- Swedish: Dirigenten
- Inspired by: The Conductor from Saint Petersburg by Camilla Grebe; Paul Leander-Engström;
- Directed by: Mikael Håfström; Johan Brisinger; Mårten Klingberg;
- Countries of origin: Sweden; Russia;
- Original languages: Swedish; English; Russian;
- No. of episodes: 8

Production
- Production companies: Black Spark Film & TV

Original release
- Network: CMore
- Release: December 31, 2018

= Moscow Noir =

Television series

Moscow Noir (Dirigenten) is a Swedish-Russian financial thriller television series.
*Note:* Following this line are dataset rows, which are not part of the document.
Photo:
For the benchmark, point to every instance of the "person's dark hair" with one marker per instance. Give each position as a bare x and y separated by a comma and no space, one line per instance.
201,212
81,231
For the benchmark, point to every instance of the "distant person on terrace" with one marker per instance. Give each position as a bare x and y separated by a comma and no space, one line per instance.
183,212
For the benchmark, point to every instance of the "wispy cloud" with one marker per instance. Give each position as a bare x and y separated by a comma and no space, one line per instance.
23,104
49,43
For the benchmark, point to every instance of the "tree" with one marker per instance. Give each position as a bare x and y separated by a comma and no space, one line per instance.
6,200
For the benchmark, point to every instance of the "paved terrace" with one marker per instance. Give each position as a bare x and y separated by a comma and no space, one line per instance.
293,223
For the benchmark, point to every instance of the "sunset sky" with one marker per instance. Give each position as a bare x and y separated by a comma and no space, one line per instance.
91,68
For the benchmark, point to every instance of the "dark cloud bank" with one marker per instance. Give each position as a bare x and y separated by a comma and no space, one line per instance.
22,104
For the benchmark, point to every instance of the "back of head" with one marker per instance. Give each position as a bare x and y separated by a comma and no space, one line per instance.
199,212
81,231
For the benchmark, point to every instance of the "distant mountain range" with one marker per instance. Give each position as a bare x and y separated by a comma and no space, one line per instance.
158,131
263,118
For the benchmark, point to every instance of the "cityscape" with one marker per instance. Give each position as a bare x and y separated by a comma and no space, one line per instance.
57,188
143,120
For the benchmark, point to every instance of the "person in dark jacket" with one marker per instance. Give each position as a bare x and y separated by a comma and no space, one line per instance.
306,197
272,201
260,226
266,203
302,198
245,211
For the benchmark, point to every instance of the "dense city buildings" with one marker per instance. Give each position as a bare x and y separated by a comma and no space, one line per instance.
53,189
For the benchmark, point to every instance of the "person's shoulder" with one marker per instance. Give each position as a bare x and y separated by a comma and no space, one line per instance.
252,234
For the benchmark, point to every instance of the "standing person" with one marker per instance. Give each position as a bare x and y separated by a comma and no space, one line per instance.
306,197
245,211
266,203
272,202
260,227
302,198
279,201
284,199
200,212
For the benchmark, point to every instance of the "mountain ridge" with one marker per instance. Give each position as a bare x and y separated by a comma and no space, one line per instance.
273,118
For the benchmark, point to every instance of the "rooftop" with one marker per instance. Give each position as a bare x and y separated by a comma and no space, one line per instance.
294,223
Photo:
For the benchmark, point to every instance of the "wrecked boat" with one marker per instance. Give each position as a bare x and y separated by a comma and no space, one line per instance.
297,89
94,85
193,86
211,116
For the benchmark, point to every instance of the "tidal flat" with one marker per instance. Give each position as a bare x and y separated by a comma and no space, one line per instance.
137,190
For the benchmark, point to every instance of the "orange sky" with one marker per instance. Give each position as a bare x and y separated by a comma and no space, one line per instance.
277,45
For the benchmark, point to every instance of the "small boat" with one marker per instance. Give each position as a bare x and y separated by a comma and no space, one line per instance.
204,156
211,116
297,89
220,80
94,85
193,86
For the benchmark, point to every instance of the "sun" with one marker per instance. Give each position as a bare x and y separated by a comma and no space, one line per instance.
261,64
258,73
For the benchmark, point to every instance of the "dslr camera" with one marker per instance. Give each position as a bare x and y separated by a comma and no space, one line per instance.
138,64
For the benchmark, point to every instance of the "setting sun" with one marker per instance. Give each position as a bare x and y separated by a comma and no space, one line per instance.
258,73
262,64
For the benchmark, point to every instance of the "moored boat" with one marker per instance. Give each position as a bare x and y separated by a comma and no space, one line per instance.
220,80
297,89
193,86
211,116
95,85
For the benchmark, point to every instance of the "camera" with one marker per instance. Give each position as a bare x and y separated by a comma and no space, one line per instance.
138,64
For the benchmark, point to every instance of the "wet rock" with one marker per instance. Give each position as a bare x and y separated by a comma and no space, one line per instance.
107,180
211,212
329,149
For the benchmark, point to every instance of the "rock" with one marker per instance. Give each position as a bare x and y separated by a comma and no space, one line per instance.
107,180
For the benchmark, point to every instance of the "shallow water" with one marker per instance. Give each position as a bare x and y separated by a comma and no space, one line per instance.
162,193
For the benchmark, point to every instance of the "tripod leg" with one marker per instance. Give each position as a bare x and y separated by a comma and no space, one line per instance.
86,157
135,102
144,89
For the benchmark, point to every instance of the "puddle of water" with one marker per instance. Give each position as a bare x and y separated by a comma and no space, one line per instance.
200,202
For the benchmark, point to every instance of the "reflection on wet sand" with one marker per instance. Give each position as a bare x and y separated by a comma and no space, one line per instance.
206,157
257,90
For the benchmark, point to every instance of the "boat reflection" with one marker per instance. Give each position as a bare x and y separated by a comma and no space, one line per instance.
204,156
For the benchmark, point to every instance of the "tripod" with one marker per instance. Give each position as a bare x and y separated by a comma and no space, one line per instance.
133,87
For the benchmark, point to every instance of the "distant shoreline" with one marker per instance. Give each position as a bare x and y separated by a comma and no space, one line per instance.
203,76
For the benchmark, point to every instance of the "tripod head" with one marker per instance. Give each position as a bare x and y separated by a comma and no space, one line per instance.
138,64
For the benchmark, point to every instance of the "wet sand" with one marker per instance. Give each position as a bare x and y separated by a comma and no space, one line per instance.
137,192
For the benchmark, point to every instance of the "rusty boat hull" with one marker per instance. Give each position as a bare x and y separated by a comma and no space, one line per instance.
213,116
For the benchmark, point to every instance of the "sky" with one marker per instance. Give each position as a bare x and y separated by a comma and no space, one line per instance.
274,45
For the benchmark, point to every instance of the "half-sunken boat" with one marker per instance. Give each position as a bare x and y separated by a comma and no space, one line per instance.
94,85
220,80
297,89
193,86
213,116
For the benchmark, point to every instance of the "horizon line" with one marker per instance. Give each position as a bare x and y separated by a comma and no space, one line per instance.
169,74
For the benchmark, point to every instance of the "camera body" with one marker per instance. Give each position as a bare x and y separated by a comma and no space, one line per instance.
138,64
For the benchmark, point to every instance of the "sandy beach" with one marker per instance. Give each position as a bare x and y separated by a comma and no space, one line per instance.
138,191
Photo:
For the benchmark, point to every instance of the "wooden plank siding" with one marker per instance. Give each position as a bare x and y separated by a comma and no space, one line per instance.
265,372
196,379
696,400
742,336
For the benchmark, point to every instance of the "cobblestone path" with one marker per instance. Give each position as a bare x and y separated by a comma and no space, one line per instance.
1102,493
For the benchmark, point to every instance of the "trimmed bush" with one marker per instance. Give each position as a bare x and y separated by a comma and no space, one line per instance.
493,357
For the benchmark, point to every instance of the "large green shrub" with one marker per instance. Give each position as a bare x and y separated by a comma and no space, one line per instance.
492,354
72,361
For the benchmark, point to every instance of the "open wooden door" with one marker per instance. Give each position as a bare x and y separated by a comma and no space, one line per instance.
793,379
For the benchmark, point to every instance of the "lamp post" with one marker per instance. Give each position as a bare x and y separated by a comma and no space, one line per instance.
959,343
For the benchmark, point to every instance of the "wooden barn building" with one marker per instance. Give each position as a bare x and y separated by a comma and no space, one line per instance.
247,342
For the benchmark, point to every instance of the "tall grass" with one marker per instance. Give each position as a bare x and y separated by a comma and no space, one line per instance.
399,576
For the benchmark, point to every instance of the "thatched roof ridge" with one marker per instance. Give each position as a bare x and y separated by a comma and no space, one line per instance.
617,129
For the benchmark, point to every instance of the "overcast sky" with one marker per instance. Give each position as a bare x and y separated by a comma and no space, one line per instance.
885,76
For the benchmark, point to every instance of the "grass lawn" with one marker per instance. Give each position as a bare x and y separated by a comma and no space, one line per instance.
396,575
Set in Moscow in 1999, the series focuses on Tom Blixen (Adam Pålsson), a Swedish investment manager who is involved in a shady trade deal with a Russian oil company.

== Cast ==
- Adam Pålsson – Tom Blixen/Johan Berg
- Karolina Gruszka – Olga Ukolova
- Linda Zilliacus – Rebecka Ekholm
- Georg Nikoloff – Dmitri Skurov
- Christopher Wagelin – Fredrik Kastrup
- Brian McCardie – Lord Pendergast
- Juris Zagars – Strelka
- Gediminas Storpirstis – Kruglov

==Episodes==

| No. | Title | Directed by | Written by | Original release date |
|---|---|---|---|---|
| 1 | "Episode 1" | Mikael Håfström | Aleksi Bardy & Mikael Håfström & Piodor Gustafsson | December 31, 2018 |
| 2 | "Episode 2" | Mikael Håfström | Aleksi Bardy & Mikael Håfström & Piodor Gustafsson | December 31, 2018 |
| 3 | "Episode 3" | Mikael Håfström | Mikael Håfström & Piodor Gustafsson & Max Barron | December 31, 2018 |
| 4 | "Episode 4" | Mikael Håfström | Mia Ylönen & Mikael Håfström & Max Barron | December 31, 2018 |
| 5 | "Episode 5" | Johan Brisinger | Mia Ylönen & Piodor Gustafsson & Max Barron | December 31, 2018 |
| 6 | "Episode 6" | Johan Brisinger | Mia Ylönen & Ben Harris & Piodor Gustafsson & Max Barron | December 31, 2018 |
| 7 | "Episode 7" | Mårten Klingberg | Max Barron & Piodor Gustafsson | December 31, 2018 |
| 8 | "Episode 8" | Mårten Klingberg | Max Barron & Piodor Gustafsson | December 31, 2018 |

== Production ==
The series is based on the novel The Conductor from Saint Petersburg by Camilla Grebe and Paul Leander-Engström, adapted by Aleksi Bardy, Mia Ylönen, Max Barron. It was produced by Black Spark Film & TV and the producer was Piodor Gustafsson. The series consisted of eight episodes, four of which were directed by Mikael Håfström.

== Release ==
The series was originally broadcast in Sweden on C More Entertainment and in Poland on Platforma Canal+. In the United Kingdom it was streamed on All4's Walter Presents, where it premiered on 13 September 2020. In Australia it was broadcast on SBS.